None of this is coming. Why? Because, in contrast to what media commentators like to tell you, I believe that computing and data analysis technologies are neutral. They don’t come with built-in social and economic ideologies and effects, and they are hardly the tools of capitalism and profit-making. Exactly the same analytics algorithms (k-means cluster analysis, Principal Component Analysis, and so on) or mass data processing technologies (Cassandra, MongoDB, etc.) are used to analyse people’s behaviour in social networks, look for cures for cancer, spy on potential terrorists, select ads that appear in your YouTube video, study the human microbiome, motivate people to lead healthy lifestyles, get more people to vote for a particular candidate during presidential elections (think Obama in 2012) and so on. They are used by both for-profit and not-for-profit organizations, by the United States, Russia, Brazil, China and everybody else, in many thousands of applications. They are used to control and to liberate, to create new knowledge and to limit what we know, to help find love and to encourage us to consume more.
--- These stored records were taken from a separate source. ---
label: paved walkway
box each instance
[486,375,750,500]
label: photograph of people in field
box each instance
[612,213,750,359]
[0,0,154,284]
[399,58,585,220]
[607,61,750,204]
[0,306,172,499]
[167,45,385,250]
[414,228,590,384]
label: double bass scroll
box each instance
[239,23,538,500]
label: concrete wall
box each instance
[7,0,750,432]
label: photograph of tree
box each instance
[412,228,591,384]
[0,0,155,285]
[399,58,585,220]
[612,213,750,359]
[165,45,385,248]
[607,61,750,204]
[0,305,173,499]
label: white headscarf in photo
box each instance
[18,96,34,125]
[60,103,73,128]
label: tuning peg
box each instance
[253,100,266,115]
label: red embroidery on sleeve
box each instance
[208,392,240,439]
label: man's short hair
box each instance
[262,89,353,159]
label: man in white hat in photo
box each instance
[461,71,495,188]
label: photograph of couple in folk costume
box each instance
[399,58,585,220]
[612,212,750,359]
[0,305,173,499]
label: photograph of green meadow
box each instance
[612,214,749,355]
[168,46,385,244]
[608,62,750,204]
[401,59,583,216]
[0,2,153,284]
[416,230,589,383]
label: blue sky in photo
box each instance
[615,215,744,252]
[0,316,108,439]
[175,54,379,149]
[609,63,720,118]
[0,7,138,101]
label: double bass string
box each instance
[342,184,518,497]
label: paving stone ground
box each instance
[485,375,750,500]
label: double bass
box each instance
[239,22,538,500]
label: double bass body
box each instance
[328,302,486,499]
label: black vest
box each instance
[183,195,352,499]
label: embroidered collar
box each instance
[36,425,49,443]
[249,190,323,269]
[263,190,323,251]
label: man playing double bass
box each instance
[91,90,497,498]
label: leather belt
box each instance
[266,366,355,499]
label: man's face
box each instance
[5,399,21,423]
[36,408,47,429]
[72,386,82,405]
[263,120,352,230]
This does not mean that the adoption of large-scale data processing and analysis across the culture industry does not change it in many significant ways. Nor does it mean that it is now any less of an “industry”, in the sense of having distinct forms of organization. On the contrary – some of marketing and advertising techniques, ways of interaction with customers, and presenting cultural products are very new, and they all came to rely on large scale media analytics in the last few years. The cultural (as opposed to economic or social) effects of these developments have not been yet systematically studied by either industry or academic researchers, but one thing is clear – the same data analysis methods and ways to gather data that are used in the culture industry can be used to research at least some of its cultural effects. Such analysis will gradually emerge, and we can already give it a name: computational media studies.